African American woman speaking to classroom

Getting the job is just the first step

This Ohio nonprofit helps job candidates forge a career path in high-demand local industries.

A job candidate finding employment is a success story. Cleveland-based nonprofit Towards Employment has a bigger ambition: to help them find a job and build a career. To do this, the organization identifies partner companies in high-demand local industries — often health care and manufacturing, and now including construction and information technology — and offers career coaching specific to those fields. 

In 2016, Towards Employment was part of a national pilot that tested the WorkAdvance career pathway program in four communities. In Northeast Ohio, the research phase served 349 job seekers facing high barriers to success. Most were from minority and underserved neighborhoods, and about half lacked a high school diploma. The WorkAdvance model combines sector-specific recruitment and screening and career-readiness training, work experience and career planning. It includes in-demand technical training, job placement and post-employment advancement coaching. All of these components are critical to an individual’s success and long-term earnings potential. Towards Employment’s program also includes in-house legal services to address legal barriers to economic mobility. 

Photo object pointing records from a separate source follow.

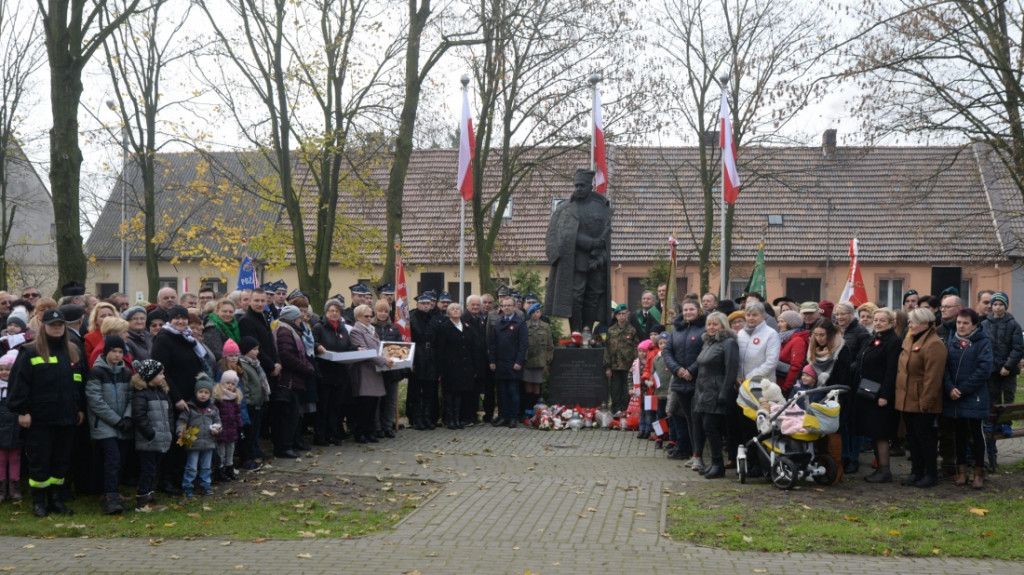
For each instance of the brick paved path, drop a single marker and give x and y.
(513, 500)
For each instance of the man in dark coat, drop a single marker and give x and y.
(508, 355)
(578, 246)
(421, 399)
(254, 323)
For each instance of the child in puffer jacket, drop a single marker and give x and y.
(198, 429)
(227, 398)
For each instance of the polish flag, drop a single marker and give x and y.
(467, 145)
(401, 301)
(660, 427)
(730, 178)
(854, 291)
(601, 165)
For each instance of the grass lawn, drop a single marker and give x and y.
(270, 505)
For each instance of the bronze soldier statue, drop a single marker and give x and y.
(579, 246)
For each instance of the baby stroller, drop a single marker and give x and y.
(784, 444)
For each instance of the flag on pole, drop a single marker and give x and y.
(600, 164)
(730, 178)
(757, 280)
(854, 291)
(670, 291)
(247, 274)
(467, 145)
(660, 427)
(401, 301)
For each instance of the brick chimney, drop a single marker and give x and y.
(828, 142)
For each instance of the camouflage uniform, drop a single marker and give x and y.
(620, 352)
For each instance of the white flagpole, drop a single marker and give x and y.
(722, 271)
(462, 223)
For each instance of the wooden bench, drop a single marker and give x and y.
(1005, 413)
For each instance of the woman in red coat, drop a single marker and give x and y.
(794, 349)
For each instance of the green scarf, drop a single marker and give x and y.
(229, 329)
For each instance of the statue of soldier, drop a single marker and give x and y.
(579, 247)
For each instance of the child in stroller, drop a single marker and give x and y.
(784, 444)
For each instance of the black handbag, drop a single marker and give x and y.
(868, 389)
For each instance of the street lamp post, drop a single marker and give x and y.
(124, 202)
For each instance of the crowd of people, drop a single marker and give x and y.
(922, 378)
(175, 395)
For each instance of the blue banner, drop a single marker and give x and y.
(247, 274)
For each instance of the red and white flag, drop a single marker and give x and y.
(600, 164)
(467, 145)
(854, 291)
(660, 427)
(730, 178)
(401, 302)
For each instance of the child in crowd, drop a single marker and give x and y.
(808, 381)
(152, 415)
(660, 391)
(256, 392)
(108, 398)
(639, 383)
(10, 438)
(227, 398)
(202, 418)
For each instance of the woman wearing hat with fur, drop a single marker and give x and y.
(46, 392)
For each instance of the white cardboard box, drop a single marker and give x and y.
(348, 356)
(407, 363)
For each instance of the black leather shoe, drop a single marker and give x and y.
(715, 472)
(910, 480)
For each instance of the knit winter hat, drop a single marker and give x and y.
(204, 382)
(247, 344)
(809, 369)
(792, 319)
(113, 342)
(290, 313)
(17, 321)
(230, 348)
(126, 314)
(147, 368)
(996, 297)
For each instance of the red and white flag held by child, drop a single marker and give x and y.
(854, 291)
(730, 178)
(660, 427)
(600, 164)
(467, 146)
(401, 302)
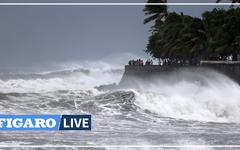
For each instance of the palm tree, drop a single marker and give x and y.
(155, 12)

Results have been promising: Participants in Northeast Ohio, in addition to being hired into jobs more likely to offer career-advancement opportunities, after two years earned 14% more than a control group. Based on the success of the pilot program, the organization expects that 1 in 5 participants will advance in their careers within a year of placement. Towards Employment is expanding the WorkAdvance to attend to at least 1,200 residents of underserved communities, many of which have been disproportionately affected by the coronavirus. 

Funding from Bank of America will enable Towards Employment to grow its pool of career coaches, who are vital to making the program work. Each coach can support up to 80 individuals, providing them with mentoring and motivation and keeping them focused on long-term goals. This program is part of Bank of America’s five-year, $1.25 billion commitment to advance racial equality and economic opportunity.